Read the resulting SKILL.md again. If Claude's rewrite lost something important, ask it to put it back — don't accept drift.

Validate in a fresh context — happy path AND adversarial

This is the highest-value step. A skill that only works because it's in the session that built it is not a skill.

4a — Happy path

Open a new Claude Code session with no prior conversation history.
Pass it the skill: "Read .claude/skills/kind-cluster-bootstrap/SKILL.md and use it to deploy nginx (image nginx:1.27-alpine, container port 80) to a fresh cluster named 'smoketest' in namespace 'smoke', host port 8080."
Watch. A working skill produces: a cluster, a namespace, a Deployment + Service, a curl that returns nginx's welcome page — without you intervening.
Tear it down: kind delete cluster --name smoketest.

If the skill fails, the fix goes back in section 3 (Refine), not here. Re-validate afterwards.

4b — Adversarial

In the same fresh session (or another new one), feed the skill deliberately wrong inputs:

Port mismatch: ask the skill to deploy podinfo with container port: 9898 but in a cluster whose kind-config forwards to nodePort: 31080 instead of 30080. Does the skill notice the host-port mapping won't work before applying, or does it silently apply and leave you with broken traffic?
Name collision: ask the skill to create a cluster named smoketest while one already exists with that name. Does it fail loudly with a clear message, or does it run partial commands and leave junk?
Missing tool: temporarily rename your kind binary (mv $(which kind) /tmp/kind-hidden). Ask the skill to create a cluster. Does the preflight catch this and tell you what's missing, or does it run half the commands before failing confusingly? Restore the binary after.

Silent wrongness on any of these is a bug. Fix it in section 3 and re-run this section. A skill that only works under perfect conditions is a toy.

Promote deterministic commands to `scripts/`

Look over the SKILL.md. Some steps are judgement ("check whether the image is in a private registry and if so..."). Others are deterministic and should run the same way every time: the kind create cluster --config=... invocation, the kubectl wait / kubectl get pods polling, the curl-loop healthcheck.

Send Claude:

"Extract the deterministic commands from this skill into .claude/skills/kind-cluster-bootstrap/scripts/bootstrap.sh (accepts arguments: cluster name, namespace, image, container port, host port, replicas). Update SKILL.md to invoke the script for those steps, leaving prose only where judgement is needed (preflight interpretation, choosing parameters, interpreting a failed healthcheck)."

Read the generated bootstrap.sh. Make sure it set -euo pipefail (fails fast on error) and that every argument is quoted. Prose for judgement, bash for determinism.

Know the boundary

At the top of .claude/skills/kind-cluster-bootstrap/SKILL.md, ensure two sentences exist (edit them by hand if Claude's draft is vague):

This skill handles: stateless HTTP services, single-cluster local development with kind, parameterised image/ports/replicas, preflight for docker, kubectl, and kind, and post-apply sanity checks for port-mapping drift.
This skill does NOT handle: stateful workloads (no PVC provisioning), Ingress / TLS / external DNS, cloud clusters (GKE/EKS/AKS — see terraform-kind-provision for provisioning patterns, module 7 for IAM), RBAC / ServiceAccount creation beyond the default SA (see rbac-iam-scaffold in module 7), or any service that needs to talk to the Kubernetes API or a cloud SDK (IAM required).
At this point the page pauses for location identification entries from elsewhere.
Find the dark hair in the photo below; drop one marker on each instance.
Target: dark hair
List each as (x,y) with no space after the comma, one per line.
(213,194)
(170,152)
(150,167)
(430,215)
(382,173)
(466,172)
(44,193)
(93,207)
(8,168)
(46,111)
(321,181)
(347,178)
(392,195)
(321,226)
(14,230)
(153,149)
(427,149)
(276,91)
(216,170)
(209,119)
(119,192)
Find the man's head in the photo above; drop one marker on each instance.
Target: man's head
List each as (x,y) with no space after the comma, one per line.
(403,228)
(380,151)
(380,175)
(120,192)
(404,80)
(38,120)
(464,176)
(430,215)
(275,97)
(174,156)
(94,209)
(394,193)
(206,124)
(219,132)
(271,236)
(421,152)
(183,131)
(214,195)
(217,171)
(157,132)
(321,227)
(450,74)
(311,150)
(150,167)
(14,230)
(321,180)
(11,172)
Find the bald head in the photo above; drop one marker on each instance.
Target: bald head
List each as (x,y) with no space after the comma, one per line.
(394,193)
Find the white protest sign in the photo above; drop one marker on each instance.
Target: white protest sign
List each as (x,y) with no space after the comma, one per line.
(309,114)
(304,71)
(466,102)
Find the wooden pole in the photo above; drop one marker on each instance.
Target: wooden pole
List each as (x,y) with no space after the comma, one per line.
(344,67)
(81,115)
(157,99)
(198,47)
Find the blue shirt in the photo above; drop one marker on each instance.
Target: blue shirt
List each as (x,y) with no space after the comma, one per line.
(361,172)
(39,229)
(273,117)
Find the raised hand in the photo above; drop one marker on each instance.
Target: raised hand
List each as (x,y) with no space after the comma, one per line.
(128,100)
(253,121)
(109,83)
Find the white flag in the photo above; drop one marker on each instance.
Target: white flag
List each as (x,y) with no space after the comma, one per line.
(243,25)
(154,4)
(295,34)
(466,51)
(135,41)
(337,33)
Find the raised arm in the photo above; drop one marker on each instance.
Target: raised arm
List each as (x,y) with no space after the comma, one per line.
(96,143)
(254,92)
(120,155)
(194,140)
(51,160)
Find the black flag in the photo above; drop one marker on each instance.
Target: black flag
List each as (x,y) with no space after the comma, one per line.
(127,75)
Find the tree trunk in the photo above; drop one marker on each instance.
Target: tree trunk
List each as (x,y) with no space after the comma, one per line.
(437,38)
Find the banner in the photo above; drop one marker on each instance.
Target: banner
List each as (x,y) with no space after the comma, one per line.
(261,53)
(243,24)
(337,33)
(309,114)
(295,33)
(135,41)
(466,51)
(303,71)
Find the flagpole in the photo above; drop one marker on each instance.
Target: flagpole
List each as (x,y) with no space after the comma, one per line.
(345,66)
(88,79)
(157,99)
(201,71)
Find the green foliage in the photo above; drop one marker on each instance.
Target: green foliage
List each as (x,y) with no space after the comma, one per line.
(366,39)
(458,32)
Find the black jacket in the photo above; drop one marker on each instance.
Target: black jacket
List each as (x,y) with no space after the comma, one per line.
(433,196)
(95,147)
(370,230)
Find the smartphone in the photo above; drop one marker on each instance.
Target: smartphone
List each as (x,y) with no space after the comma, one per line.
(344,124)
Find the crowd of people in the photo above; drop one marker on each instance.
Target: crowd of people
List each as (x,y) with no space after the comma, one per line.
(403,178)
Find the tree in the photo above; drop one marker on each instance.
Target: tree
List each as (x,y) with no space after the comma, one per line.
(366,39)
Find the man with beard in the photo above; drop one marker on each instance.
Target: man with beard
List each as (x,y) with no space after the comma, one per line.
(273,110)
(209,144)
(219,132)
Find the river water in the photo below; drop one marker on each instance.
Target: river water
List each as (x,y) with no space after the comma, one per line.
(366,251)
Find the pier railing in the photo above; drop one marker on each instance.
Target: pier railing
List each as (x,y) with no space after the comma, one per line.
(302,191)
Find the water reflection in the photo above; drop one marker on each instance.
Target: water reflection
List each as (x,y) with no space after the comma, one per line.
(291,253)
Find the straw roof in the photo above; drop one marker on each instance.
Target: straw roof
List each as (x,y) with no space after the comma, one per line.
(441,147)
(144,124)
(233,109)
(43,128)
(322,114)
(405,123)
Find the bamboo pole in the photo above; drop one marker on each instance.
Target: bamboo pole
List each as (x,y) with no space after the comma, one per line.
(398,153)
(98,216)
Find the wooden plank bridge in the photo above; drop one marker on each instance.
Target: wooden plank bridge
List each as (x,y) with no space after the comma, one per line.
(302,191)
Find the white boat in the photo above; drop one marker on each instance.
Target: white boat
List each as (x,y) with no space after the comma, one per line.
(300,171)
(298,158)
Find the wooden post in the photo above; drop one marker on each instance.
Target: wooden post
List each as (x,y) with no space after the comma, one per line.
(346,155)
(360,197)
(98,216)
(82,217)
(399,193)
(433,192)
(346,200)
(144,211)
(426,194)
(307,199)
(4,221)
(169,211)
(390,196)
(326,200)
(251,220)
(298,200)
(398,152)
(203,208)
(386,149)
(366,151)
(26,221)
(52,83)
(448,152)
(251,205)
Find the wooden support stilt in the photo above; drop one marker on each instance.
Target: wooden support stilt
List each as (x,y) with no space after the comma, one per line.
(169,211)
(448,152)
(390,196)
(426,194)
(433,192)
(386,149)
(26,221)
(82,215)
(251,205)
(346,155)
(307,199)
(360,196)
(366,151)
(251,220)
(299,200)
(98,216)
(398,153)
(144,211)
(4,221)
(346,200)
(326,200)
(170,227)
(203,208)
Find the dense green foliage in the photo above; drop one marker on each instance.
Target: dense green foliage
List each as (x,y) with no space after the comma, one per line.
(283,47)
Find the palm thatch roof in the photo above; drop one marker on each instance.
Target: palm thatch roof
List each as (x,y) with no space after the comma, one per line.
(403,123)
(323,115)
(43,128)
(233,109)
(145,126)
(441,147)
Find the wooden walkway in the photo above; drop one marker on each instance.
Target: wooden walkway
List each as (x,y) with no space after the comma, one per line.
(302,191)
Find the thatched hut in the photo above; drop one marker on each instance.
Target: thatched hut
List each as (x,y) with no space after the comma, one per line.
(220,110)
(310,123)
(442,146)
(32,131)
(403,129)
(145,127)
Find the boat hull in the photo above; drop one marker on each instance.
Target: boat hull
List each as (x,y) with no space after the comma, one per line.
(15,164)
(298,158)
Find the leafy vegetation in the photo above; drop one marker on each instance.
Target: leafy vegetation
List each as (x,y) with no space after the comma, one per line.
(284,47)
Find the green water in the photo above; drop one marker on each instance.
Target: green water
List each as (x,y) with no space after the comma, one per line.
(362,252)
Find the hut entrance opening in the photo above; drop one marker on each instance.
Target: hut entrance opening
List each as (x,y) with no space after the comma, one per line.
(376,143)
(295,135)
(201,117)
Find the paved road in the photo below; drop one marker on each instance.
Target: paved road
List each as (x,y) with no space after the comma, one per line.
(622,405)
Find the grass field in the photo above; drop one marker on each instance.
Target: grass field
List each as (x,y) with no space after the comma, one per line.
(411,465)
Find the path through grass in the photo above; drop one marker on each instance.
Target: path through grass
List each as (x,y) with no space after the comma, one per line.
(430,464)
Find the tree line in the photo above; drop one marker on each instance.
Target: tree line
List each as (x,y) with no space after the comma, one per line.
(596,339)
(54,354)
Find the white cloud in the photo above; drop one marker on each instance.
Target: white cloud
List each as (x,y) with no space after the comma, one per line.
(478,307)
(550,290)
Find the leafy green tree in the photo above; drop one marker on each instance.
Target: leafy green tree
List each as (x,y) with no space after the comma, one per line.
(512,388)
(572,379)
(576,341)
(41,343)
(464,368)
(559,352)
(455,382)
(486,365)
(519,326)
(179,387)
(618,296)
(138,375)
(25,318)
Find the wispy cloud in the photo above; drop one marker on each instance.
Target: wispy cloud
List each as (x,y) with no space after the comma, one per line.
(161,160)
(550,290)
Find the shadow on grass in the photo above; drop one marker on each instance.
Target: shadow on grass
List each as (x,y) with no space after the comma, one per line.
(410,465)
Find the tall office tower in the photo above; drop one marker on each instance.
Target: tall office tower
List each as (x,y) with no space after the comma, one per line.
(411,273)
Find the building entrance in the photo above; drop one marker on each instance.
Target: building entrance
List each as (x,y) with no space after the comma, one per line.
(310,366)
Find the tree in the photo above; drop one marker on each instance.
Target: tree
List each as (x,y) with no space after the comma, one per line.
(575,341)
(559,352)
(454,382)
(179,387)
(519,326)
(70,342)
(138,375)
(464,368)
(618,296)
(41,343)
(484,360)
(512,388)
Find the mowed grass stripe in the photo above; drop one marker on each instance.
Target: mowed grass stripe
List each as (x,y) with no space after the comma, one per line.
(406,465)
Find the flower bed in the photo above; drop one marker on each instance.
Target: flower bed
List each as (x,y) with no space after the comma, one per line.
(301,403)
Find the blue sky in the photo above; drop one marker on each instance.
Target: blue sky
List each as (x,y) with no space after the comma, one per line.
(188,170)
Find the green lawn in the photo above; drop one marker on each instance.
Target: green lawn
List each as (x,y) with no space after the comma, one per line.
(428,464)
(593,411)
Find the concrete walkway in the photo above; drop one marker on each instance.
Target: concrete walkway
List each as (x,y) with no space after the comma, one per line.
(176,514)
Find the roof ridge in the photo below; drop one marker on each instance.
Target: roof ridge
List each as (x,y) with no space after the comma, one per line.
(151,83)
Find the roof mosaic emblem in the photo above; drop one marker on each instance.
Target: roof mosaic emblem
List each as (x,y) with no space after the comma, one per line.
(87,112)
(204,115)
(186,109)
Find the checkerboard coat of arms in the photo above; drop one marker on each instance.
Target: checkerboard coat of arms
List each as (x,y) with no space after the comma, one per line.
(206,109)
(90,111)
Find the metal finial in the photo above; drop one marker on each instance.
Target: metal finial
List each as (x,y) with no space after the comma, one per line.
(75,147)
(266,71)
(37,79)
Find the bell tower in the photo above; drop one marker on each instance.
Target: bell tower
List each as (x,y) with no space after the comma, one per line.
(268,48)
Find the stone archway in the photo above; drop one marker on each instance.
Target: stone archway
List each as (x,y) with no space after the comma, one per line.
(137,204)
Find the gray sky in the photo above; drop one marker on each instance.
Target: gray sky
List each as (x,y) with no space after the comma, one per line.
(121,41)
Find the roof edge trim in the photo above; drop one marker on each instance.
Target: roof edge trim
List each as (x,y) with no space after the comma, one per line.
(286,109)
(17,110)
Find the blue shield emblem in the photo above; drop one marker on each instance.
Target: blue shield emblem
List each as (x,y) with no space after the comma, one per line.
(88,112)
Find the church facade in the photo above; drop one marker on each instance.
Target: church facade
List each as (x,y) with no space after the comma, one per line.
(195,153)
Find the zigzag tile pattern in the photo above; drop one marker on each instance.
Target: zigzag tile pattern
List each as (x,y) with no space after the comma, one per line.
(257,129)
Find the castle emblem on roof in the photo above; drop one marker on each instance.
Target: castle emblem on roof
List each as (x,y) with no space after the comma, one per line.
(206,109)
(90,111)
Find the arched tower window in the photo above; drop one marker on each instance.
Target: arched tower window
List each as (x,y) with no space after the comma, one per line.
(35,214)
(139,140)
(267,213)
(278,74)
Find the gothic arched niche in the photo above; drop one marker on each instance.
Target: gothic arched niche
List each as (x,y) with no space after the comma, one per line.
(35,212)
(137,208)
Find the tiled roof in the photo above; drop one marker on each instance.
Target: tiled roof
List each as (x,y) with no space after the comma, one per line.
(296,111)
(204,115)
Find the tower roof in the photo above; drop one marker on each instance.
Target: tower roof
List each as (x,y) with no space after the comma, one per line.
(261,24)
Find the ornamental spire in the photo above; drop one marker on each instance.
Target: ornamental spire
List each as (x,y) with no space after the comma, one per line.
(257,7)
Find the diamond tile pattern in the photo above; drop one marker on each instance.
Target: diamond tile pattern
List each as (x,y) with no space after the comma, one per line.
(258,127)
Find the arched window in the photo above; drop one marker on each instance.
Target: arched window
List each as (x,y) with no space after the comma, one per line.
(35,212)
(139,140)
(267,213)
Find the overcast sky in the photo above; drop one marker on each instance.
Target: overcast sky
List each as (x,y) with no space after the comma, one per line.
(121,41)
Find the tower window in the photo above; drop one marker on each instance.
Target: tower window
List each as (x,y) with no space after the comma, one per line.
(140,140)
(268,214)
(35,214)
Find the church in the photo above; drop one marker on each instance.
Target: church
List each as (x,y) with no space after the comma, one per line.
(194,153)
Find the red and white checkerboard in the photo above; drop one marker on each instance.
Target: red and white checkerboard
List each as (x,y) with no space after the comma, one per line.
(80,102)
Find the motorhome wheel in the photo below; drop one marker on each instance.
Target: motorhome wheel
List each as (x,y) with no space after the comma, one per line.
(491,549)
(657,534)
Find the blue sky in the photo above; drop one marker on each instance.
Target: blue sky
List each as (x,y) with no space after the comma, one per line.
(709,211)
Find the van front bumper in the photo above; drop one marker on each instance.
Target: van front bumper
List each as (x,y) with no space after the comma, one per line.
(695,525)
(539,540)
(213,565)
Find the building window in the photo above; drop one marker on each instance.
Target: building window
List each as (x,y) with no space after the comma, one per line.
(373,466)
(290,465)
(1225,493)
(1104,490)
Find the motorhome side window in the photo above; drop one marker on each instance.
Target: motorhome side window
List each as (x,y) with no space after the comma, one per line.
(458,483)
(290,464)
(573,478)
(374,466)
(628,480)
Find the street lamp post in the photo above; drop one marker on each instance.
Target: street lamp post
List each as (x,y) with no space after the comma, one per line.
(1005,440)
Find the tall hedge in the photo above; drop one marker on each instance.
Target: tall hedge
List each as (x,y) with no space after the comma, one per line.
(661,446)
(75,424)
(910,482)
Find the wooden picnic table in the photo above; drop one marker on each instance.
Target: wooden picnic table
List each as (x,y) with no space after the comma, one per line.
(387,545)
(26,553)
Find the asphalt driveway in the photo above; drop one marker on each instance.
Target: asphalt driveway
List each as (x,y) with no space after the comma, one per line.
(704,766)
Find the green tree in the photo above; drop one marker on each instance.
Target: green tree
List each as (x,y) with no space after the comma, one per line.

A SKILL.md without a handles / does NOT handle pair is not done. The boundary statement is what keeps a fresh session from confidently mis-applying the skill to a case it wasn't built for.

You're done when

A fresh Claude Code session, given only this skill, (a) deploys nginx to a fresh cluster from one prompt, and (b) fails loudly and informatively when you feed it the adversarial inputs from section 4b. If either half fails, the skill isn't ready — fix and re-validate.